SSH into your server and run:

wp infinite-uploads sync

WP-CLI doesn’t share the same concurrency constants as the browser sync. It uses its own –concurrency flag (default 20), which you can adjust:

wp infinite-uploads sync --concurrency=10

For the full command reference, see the WP-CLI Commands and Usage Docs.

How the Retry System Works

The plugin has built-in retry logic on two levels:

Per-file retries. Each file gets up to 3 upload attempts. If a file fails 3 times, it’s skipped and logged in the error display within the sync modal. The rest of the library continues syncing. You can see which files failed and address them individually.

Per-request retries. If the entire AJAX request fails (like a 504 from your server), the browser-side JavaScript retries up to 6 times with exponential backoff.
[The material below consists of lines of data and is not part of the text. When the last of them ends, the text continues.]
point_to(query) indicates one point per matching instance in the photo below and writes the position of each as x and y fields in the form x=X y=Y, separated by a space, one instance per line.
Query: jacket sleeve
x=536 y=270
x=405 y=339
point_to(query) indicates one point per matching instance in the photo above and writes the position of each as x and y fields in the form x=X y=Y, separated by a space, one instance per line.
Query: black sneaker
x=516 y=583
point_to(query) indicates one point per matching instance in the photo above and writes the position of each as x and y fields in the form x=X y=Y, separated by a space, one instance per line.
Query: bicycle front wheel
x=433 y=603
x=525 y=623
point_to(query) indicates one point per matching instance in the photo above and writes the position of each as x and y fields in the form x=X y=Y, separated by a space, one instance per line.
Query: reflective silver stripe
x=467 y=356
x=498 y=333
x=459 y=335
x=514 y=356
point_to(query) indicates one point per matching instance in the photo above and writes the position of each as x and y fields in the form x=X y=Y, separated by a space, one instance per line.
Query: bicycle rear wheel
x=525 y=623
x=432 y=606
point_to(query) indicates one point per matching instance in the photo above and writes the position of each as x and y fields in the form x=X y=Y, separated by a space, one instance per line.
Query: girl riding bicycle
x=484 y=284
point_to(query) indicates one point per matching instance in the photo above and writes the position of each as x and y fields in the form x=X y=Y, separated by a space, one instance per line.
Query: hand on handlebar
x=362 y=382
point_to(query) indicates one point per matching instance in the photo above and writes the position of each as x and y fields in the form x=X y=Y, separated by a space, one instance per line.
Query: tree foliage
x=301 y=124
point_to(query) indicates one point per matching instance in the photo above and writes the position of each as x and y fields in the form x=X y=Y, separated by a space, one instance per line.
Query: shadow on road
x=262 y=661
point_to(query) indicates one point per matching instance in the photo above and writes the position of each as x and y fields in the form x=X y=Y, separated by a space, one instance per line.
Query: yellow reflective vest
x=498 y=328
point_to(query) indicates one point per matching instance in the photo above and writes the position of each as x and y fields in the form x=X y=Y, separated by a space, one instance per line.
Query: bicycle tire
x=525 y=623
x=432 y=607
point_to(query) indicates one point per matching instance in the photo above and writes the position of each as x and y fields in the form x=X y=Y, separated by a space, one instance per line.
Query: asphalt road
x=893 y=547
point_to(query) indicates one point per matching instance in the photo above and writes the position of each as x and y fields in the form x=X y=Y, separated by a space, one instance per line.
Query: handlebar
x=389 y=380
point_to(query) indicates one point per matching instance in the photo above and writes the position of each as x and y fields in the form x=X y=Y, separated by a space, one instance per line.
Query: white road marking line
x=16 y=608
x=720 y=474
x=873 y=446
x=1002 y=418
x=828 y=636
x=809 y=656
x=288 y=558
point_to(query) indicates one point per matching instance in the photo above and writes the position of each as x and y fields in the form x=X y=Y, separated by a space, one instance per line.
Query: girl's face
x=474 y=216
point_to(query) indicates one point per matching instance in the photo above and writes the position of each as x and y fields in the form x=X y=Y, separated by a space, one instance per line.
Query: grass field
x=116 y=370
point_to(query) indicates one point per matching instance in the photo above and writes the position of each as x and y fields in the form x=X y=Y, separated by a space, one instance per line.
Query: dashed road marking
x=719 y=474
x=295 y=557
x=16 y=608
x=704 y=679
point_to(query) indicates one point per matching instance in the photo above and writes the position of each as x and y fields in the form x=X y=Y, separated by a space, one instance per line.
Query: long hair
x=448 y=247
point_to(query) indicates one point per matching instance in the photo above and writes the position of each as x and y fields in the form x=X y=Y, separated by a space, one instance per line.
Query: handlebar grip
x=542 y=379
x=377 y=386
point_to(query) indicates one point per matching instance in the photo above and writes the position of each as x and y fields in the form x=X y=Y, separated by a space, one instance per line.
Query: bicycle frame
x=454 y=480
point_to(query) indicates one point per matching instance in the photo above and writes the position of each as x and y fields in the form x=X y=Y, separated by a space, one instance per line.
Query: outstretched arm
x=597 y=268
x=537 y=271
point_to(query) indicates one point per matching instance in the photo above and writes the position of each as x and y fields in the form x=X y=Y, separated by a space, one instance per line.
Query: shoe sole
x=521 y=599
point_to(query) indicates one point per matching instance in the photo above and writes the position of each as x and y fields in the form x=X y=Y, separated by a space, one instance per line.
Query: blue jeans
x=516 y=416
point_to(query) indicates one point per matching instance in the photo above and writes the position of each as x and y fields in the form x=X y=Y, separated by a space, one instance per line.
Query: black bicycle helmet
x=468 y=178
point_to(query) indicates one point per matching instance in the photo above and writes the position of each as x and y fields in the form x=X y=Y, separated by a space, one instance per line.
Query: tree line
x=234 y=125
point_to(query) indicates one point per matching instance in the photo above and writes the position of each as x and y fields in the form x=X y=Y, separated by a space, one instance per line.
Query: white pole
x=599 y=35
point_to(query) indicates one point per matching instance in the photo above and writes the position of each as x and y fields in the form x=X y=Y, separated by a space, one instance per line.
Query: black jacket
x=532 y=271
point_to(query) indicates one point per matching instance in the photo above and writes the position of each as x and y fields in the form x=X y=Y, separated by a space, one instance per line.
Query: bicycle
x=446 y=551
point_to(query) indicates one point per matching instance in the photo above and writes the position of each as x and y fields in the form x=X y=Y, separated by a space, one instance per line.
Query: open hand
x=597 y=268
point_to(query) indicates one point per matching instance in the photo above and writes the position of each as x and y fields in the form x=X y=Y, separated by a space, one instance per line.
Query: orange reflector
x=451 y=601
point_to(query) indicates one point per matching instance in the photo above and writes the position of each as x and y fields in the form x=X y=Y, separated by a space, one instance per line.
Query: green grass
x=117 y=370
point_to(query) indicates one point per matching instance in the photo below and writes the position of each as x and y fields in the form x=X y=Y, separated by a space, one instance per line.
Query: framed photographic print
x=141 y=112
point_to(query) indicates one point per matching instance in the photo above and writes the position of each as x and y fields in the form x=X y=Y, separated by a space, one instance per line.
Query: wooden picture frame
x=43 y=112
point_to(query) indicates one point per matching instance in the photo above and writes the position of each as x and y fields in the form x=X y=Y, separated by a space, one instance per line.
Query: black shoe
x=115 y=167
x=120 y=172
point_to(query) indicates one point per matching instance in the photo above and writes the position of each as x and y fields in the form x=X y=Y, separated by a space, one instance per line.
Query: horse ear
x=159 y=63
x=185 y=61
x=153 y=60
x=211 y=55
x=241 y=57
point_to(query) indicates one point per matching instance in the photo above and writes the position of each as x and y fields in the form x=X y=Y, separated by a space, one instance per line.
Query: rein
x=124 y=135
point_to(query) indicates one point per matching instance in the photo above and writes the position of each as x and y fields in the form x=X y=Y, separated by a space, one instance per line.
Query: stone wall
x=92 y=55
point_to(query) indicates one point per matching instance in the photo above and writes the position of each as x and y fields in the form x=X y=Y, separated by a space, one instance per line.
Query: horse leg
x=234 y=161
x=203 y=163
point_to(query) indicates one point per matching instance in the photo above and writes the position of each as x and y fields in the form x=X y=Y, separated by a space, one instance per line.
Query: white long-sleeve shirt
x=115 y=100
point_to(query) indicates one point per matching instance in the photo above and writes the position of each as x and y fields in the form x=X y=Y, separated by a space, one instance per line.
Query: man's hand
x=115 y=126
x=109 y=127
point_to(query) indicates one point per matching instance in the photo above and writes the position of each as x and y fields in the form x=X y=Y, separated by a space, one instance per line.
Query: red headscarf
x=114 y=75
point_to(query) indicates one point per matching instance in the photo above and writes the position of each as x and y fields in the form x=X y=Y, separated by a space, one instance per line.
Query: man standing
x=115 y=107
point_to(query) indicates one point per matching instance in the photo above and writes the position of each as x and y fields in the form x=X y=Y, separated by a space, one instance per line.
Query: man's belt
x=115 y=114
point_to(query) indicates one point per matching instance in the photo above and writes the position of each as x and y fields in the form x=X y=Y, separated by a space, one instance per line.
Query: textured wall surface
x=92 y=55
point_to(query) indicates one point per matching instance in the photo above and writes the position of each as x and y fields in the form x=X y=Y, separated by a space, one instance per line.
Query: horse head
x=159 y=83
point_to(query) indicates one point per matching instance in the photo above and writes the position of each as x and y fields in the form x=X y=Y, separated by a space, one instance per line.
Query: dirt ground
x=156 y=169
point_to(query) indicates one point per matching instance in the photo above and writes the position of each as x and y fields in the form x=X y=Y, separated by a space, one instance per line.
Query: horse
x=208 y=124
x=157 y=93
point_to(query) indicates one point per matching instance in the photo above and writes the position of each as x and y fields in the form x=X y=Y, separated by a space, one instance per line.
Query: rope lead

The wait time between retries increases with each failure, up to about 90 seconds. After 6 consecutive request failures, the sync stops and shows the “Too many server errors” message.

When you restart the sync after this error, it picks up where it left off. Files that were already successfully uploaded stay uploaded. No progress is lost.

If the Error Keeps Coming Back

If you’ve tried the wp-config.php adjustments and the sync still fails repeatedly, check these:

Check your PHP error log. Look for specific errors like “Allowed memory size exhausted,” “Maximum execution time exceeded,” or “Too many open files.” Each one points to a different constant to adjust.

Check for a web application firewall (WAF). Some hosts and security plugins (Wordfence, Sucuri, Cloudflare) may rate-limit or block the repeated AJAX requests that the sync generates. Temporarily disabling the WAF or allowlisting the sync endpoint can help.

Check for server-level limits. Some hosts impose limits that can’t be changed via wp-config.php. If your host locks down max_execution_time or memory at the server level, you’ll need to contact them or switch to WP-CLI.

If none of this resolves it, open a support ticket. Include your PHP error log and the wp-config.php constants you’ve tried. We’ll get it sorted.